Often discussion of socialization is around what owners and trainers can do after the puppy comes into their new environment at 8 weeks of age. Yet, we know that there is so much we can develop and build in the early stages of life as a breeder and/ or foster carer of young puppies.
Tailoring your puppy schools and classes to build resilience and confidence
Ideas on how you can create and modify your puppy classes to help build confidence and ability to cope with new environments.
Nature vs Nurture – Are puppies really ‘clean slates’
A constant debate – what comes first – the chicken or the egg? Are puppies really clean slates when they arrive in their new homes? What can breeders and foster carers do to help improve the behaviour and confidence of young puppies. What can owners do to help build confidence in their newly acquired pup.
How do we help our “Problem Puppies”
What to do with young puppies who are presenting some behavioural problems? Will they grow out of it? Are they going to be a ‘problem’ for life? How can we help these puppies and owners from the start!

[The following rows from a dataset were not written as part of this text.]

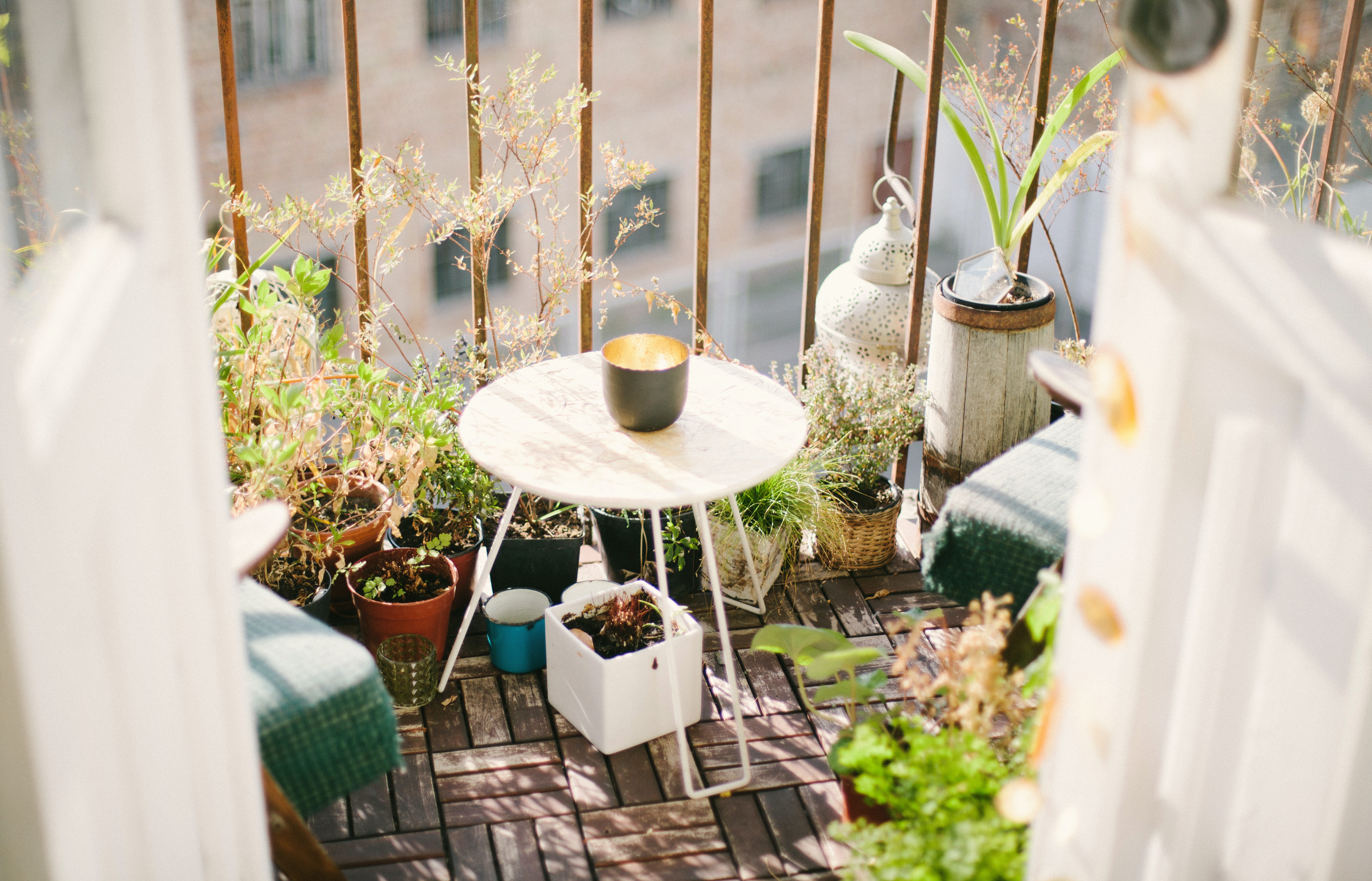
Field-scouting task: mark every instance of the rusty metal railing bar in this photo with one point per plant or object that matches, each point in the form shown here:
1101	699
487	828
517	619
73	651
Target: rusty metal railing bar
230	86
706	82
588	154
1047	33
818	145
354	153
1333	147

This event is suitable for dog trainers/behaviourists, shelters/rescue groups, foster carers, and puppy school instructors
Meet Your Presenter:
Amanda Murcutt from Pawsitively Great Pets
B.AnSci (Melb Uni), National Dog Trainers Federation (NDTF) accredited behaviourist
Amanda has been involved with the animal industry for over 10 years.
Following her graduation from her Bachelor of Animal Science and Management, Amanda continued to develop her interest in training and behavior through the NDTF trainer’s course.
For over 6 years, Amanda has developed her skills and knowledge as a behavioural trainer through her work as Animal Behaviour and Training Coordinator with RSPCA Victoria. It was through this role that Amanda worked closely with private clients working through common behavioural issues, coordinating group classes as well as assessing and rehabilitating shelter animals for their suitability for adoption. It was during this role that Amanda also helped develop part of the RSPCA Australia's "National Training Framework" or a guideline for training classes focussed on providing quality reward based training techniques.
More recently, Amanda has spent the last two years working with Melbourne's veterinary behaviour referral service "Good Pet Behaviour" working alongside some of the leading veterinary behaviourists of Australia. It was through this work that Amanda continued to develop her interest and skill in complex behavioural issues.
For the last 7 years, Amanda has also intermittently bred Australian Shepherds and has devoted her knowledge and experience to developing the best "early socialisation experiences" for her puppies, allowing them to be the best adjusted, confident puppies they can be before they go to their new homes. Many of these techniques are passed on to her puppy preschool programs and classes.
Amanda utilises practical, reward based training techniques to help owners learn the skills to better communicate with their family pets. Amanda is passionate about helping owners better understand their pets and how they can use management and training to help strengthen the human-animal bond.
In her spare time, Amanda enjoys training her own dogs in competitive dog events such as obedience, agility and herding.